Brass balls, if nothing else. She posted up
beside Hrothgar, queenly, her gold glinting.
There was more celebration, the kind of party
that hadn’t been heard of in a while,
rowdy and riotous, loud with laughter
and proud poetry, until the Halfdane’s heir
arrested rhyme for rest. The fiend, he knew,
had been silent, subterranean while the sun shone,
but now it was night. Darkness draped the Earth.
The happy hall would soon be a demon’s domain,
the men his dreadful diet. Shadows slunk from the swamp,
and mists mossed the cliffs and hillsides. The men stood
witness as their leaders took leave. (639–652)

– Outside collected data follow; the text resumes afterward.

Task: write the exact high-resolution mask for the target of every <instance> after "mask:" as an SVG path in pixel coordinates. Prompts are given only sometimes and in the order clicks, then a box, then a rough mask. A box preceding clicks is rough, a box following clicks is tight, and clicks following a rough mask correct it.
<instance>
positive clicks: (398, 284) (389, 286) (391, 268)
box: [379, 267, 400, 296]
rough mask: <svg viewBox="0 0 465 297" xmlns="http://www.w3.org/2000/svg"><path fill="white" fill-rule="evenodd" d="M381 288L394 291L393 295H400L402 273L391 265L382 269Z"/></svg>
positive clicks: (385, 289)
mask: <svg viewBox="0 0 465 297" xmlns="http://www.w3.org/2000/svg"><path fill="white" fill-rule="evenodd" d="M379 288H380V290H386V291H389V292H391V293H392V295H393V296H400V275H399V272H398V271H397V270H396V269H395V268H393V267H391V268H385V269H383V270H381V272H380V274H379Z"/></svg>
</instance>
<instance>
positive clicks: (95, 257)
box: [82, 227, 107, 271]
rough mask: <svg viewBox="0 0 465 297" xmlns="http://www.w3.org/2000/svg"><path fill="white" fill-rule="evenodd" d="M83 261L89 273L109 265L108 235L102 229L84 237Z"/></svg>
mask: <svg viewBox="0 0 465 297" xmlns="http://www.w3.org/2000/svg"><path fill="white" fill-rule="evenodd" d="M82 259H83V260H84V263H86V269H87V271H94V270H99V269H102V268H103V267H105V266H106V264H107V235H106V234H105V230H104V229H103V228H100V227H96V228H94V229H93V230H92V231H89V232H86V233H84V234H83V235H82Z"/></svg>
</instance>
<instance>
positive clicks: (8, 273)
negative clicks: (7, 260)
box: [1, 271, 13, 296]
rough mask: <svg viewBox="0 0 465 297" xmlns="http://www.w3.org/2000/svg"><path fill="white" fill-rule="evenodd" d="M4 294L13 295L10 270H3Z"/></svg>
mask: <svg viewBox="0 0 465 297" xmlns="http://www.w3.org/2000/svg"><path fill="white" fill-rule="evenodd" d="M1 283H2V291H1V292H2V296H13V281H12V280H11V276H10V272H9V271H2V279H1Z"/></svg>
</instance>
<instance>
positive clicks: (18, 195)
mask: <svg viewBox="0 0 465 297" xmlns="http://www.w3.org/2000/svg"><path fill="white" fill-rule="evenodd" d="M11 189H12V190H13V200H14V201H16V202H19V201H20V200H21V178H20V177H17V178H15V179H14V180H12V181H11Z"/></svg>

The queen’s appearance and self-possession highlight another aspect of Headley’s approach to Beowulf: how she handles the poem’s women. “Beowulf is usually seen as a masculine text, but I think that’s somewhat unfair. The poem, while (with one exception) not structured around the actions of women, does contain extensive portrayals of motherhood and peace-weaving marital compromise, female warriors, and speculation on what it means to lose a son. In this translation, I worked to shine a light on the motivations, actions, and desires of the poem’s female characters, as well as to clarify their identities.” (xxiii) Headley makes an extended and interesting argument for Grendel’s mother as a warrior-queen rather than a monster, and questions the duality itself. “My own experiences as a woman tell me it’s very possible to be mistaken for monstrous when one is only doing as men do: providing for and defending oneself.” (xxvii) Headley pays close attention to the fates of several brides mentioned in the course of the poem; she also leans toward “moments in which the feminine might already be poetically suggested,” (xviii) most notably in portraying the dragon of the poem’s final part as female.
Looking back through Headley’s version, indeed opening it at pretty much any page, what strikes me most is its presence, its vividness. Headley pulls Beowulf and crew across a thousand years and brings them up close and personal.
I’m not sure this is should be the only Beowulf someone ever reads. But bro, it’s a hell of a good way to start.